Wednesday, April 20, 2005

Disaster Capitalism

My friend Elise blogged this over at After School Snack, but it's worth stealing for Xferen: Naomi Klein's recent piece in the Nation about the rise of "disaster capitalism."
It certainly seems that ever-larger portions of the globe are under active reconstruction: being rebuilt by a parallel government made up of a familiar cast of for-profit consulting firms, engineering companies, mega-NGOs, government and UN aid agencies and international financial institutions. And from the people living in these reconstruction sites--Iraq to Aceh, Afghanistan to Haiti--a similar chorus of complaints can be heard.
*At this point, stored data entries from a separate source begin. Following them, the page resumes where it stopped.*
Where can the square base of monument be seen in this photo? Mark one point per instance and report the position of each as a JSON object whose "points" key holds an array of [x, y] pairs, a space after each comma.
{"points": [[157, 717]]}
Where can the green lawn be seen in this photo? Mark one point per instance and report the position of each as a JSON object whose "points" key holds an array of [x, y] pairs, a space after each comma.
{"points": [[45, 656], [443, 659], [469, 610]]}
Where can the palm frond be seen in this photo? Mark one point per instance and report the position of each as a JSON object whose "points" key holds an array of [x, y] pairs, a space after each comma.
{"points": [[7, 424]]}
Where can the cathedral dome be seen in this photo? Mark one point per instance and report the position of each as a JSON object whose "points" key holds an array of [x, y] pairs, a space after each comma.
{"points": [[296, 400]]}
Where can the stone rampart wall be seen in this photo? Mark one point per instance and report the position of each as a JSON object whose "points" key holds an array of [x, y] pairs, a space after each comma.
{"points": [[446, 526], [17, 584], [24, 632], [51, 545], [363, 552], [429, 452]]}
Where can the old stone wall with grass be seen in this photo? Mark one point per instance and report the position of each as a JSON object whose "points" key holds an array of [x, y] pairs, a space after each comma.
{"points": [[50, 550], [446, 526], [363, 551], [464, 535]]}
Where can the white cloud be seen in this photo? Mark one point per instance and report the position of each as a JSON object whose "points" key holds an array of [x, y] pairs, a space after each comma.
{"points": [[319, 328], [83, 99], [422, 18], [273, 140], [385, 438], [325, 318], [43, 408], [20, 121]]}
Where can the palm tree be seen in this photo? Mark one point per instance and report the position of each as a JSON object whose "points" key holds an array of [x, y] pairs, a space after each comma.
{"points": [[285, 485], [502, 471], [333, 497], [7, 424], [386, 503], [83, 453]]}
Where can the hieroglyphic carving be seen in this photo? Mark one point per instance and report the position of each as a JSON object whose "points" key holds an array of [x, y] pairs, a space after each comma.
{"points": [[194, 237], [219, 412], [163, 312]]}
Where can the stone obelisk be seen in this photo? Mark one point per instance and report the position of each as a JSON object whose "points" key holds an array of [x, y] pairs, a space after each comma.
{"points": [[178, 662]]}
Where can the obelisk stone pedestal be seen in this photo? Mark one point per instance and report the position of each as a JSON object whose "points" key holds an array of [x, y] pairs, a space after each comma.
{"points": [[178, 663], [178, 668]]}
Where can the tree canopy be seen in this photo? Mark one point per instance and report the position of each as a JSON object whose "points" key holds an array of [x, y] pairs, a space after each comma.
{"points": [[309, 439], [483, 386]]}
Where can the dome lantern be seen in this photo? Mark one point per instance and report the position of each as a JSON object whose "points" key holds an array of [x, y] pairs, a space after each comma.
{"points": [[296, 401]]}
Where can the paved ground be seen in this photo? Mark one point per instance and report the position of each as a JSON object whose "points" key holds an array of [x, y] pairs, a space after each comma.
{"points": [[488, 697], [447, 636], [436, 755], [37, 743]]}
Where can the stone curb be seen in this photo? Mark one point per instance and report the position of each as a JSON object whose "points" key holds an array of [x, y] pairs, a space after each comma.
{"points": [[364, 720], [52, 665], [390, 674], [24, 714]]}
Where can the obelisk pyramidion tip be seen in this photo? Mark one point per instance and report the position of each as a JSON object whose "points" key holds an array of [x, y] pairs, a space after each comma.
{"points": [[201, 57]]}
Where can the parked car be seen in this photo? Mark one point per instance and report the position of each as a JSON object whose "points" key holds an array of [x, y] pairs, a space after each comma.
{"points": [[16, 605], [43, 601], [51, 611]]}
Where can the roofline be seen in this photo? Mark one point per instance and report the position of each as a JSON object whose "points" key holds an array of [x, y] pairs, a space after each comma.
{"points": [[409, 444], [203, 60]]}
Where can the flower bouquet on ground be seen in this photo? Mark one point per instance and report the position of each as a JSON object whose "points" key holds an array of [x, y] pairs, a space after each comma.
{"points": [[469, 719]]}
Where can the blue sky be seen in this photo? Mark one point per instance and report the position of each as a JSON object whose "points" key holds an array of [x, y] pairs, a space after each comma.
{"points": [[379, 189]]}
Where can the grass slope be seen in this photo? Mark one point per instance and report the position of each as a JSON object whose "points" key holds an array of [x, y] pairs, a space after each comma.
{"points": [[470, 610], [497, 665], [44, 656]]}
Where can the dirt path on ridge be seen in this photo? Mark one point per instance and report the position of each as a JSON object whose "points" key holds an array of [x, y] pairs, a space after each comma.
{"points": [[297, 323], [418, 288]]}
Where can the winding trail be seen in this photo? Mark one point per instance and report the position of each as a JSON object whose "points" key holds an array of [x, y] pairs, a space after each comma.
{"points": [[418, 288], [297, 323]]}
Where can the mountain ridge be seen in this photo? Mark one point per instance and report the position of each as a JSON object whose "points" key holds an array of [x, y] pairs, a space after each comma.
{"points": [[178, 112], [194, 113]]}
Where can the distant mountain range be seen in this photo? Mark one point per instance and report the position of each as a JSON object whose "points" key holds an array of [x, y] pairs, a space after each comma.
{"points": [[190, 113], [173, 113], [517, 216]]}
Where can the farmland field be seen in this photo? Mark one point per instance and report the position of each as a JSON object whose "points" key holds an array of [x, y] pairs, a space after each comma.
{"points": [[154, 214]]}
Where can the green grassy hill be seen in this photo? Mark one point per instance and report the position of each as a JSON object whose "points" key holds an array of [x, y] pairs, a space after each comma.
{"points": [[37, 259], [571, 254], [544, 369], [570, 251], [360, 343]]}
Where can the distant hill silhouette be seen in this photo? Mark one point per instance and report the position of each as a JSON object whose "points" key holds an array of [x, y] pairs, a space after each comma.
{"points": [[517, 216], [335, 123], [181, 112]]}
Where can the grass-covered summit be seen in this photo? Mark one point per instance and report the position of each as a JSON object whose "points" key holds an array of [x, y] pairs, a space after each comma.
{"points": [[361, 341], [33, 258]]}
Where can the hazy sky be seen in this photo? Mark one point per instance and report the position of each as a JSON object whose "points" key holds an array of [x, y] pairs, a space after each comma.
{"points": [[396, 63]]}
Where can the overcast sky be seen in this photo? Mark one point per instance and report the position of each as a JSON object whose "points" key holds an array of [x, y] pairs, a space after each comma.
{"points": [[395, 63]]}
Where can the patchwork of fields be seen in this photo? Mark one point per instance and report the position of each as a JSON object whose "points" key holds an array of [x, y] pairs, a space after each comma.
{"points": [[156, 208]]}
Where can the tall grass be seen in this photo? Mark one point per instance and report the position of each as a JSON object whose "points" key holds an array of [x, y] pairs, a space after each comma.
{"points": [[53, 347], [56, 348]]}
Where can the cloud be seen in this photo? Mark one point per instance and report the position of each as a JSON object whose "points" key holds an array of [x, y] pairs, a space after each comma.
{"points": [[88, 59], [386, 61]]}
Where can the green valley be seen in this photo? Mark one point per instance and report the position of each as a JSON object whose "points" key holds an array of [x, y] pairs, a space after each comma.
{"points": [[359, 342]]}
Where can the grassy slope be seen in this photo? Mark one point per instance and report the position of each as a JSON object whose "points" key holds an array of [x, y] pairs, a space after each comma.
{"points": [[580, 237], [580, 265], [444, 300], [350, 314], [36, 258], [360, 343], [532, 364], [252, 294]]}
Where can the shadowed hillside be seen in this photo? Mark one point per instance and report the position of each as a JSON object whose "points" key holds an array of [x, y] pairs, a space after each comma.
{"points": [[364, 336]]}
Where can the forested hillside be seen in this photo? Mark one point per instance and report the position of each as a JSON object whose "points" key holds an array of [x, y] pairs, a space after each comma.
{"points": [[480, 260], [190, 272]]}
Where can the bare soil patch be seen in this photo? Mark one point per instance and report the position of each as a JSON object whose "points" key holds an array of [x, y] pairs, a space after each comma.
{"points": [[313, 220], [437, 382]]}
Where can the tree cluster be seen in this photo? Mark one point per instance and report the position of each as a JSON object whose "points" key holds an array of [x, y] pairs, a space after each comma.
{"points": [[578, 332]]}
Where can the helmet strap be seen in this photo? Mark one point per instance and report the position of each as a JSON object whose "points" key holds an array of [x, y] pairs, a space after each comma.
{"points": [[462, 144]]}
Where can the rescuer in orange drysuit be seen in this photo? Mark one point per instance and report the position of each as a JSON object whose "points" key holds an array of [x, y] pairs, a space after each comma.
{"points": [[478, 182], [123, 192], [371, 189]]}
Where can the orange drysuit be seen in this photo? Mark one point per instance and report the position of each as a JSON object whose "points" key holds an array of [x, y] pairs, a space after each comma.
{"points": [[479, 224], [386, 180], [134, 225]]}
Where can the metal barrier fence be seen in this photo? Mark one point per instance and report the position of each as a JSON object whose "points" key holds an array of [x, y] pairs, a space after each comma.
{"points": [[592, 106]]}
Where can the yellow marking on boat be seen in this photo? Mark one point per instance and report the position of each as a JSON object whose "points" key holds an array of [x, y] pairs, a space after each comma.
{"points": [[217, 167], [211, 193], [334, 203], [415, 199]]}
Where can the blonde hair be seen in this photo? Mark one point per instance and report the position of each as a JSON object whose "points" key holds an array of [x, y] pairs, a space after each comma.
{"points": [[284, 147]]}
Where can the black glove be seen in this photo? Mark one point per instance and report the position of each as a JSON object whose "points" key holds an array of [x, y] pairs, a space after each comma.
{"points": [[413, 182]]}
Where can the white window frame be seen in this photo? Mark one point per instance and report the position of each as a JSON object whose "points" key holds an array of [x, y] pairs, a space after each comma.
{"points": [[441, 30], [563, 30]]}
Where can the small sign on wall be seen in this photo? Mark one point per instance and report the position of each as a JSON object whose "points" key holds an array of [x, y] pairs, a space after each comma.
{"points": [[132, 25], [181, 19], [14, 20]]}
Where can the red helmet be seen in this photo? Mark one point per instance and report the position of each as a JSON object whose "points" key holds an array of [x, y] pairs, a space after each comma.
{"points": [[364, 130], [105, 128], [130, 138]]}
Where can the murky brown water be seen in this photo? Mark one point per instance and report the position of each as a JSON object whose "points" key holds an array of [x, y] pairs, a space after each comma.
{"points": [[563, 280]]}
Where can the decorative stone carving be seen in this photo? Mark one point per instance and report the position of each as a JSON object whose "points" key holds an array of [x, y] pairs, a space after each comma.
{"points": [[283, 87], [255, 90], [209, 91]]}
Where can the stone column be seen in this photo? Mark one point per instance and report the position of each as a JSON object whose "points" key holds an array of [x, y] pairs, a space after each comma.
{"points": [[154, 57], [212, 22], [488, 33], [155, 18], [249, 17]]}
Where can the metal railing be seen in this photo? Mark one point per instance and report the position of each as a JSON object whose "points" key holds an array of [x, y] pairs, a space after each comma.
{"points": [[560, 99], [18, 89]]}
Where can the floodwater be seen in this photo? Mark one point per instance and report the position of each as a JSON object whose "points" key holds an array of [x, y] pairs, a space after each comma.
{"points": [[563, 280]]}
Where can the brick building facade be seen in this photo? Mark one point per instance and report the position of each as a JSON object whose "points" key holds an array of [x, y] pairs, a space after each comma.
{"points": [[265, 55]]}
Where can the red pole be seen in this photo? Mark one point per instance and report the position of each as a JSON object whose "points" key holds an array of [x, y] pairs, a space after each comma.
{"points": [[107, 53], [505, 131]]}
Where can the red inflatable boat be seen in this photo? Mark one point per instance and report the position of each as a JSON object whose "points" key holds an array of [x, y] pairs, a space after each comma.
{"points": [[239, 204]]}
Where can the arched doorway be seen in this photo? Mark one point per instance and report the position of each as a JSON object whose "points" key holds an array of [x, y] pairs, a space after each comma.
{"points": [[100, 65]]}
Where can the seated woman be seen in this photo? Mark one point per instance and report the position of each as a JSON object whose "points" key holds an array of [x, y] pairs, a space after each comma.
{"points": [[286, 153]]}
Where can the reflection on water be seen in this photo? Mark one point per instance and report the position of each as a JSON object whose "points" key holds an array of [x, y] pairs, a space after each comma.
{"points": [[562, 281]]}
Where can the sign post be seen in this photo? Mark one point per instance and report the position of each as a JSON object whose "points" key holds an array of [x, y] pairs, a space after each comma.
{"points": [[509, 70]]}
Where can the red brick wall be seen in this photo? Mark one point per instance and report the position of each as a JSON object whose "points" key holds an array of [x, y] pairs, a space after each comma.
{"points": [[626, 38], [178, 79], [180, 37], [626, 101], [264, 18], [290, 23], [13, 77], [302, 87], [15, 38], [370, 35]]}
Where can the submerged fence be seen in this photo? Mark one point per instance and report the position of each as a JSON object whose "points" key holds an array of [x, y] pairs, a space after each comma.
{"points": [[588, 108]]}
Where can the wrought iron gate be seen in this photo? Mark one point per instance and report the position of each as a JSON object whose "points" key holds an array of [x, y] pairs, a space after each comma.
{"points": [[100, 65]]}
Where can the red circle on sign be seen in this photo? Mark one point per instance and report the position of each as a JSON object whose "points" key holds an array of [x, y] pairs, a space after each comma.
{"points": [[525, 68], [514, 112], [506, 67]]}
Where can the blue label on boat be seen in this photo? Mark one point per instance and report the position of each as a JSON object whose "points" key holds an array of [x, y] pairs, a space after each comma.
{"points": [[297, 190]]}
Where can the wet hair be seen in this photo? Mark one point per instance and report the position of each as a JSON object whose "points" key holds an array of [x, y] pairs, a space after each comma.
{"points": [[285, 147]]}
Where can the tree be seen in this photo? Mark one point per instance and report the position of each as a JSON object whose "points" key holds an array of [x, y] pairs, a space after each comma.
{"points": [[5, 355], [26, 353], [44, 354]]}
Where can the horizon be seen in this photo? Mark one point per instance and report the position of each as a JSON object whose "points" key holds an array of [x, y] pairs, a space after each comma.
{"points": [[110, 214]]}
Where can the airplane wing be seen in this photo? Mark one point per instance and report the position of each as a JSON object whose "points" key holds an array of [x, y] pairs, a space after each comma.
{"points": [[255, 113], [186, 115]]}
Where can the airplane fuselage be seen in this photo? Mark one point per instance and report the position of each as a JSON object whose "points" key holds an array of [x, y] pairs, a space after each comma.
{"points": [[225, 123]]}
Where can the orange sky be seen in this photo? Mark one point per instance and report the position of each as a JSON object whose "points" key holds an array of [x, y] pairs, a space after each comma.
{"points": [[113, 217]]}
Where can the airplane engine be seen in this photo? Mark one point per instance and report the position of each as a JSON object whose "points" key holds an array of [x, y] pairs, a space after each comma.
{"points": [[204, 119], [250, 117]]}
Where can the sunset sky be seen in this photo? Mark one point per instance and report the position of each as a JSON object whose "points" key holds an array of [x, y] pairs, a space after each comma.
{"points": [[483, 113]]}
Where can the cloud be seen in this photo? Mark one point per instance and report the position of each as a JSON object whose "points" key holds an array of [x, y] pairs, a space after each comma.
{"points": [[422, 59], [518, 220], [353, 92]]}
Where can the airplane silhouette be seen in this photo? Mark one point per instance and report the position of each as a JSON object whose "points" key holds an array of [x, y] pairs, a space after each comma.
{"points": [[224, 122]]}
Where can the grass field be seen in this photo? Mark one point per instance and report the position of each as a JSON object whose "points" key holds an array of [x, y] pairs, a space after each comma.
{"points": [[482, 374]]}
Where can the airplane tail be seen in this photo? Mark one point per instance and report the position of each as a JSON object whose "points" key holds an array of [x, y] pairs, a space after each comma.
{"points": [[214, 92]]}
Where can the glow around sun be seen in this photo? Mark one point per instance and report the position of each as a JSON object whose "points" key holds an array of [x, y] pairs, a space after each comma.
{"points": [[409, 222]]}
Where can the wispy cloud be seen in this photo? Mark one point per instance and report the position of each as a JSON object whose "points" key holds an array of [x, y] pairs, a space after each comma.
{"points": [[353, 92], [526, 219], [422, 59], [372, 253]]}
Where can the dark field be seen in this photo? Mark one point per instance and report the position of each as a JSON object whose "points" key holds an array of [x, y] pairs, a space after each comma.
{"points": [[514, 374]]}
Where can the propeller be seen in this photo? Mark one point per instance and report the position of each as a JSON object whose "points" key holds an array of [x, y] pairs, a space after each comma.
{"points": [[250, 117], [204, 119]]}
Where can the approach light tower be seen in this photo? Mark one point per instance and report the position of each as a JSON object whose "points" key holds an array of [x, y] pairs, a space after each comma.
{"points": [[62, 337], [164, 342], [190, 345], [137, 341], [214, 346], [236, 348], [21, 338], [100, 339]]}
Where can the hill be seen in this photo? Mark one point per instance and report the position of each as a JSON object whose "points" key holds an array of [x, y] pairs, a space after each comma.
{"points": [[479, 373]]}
The work is far too slow, if it is happening at all. Foreign consultants live high on cost-plus expense accounts and thousand- dollar-a-day salaries, while locals are shut out of much-needed jobs, training and decision-making. Expert "democracy builders" lecture governments on the importance of transparency and "good governance," yet most contractors and NGOs refuse to open their books to those same governments, let alone give them control over how their aid money is spent.
Scrutinizing "reconstruction" in Afghanistan, Haiti, Iraq, East Timor, and Aceh, Klein writes a sickening picture of postmodern socialism in which the bloated American warfare state reinventing itself as a latter-day colonialist. Read it and weep - and maybe consider a tax strike.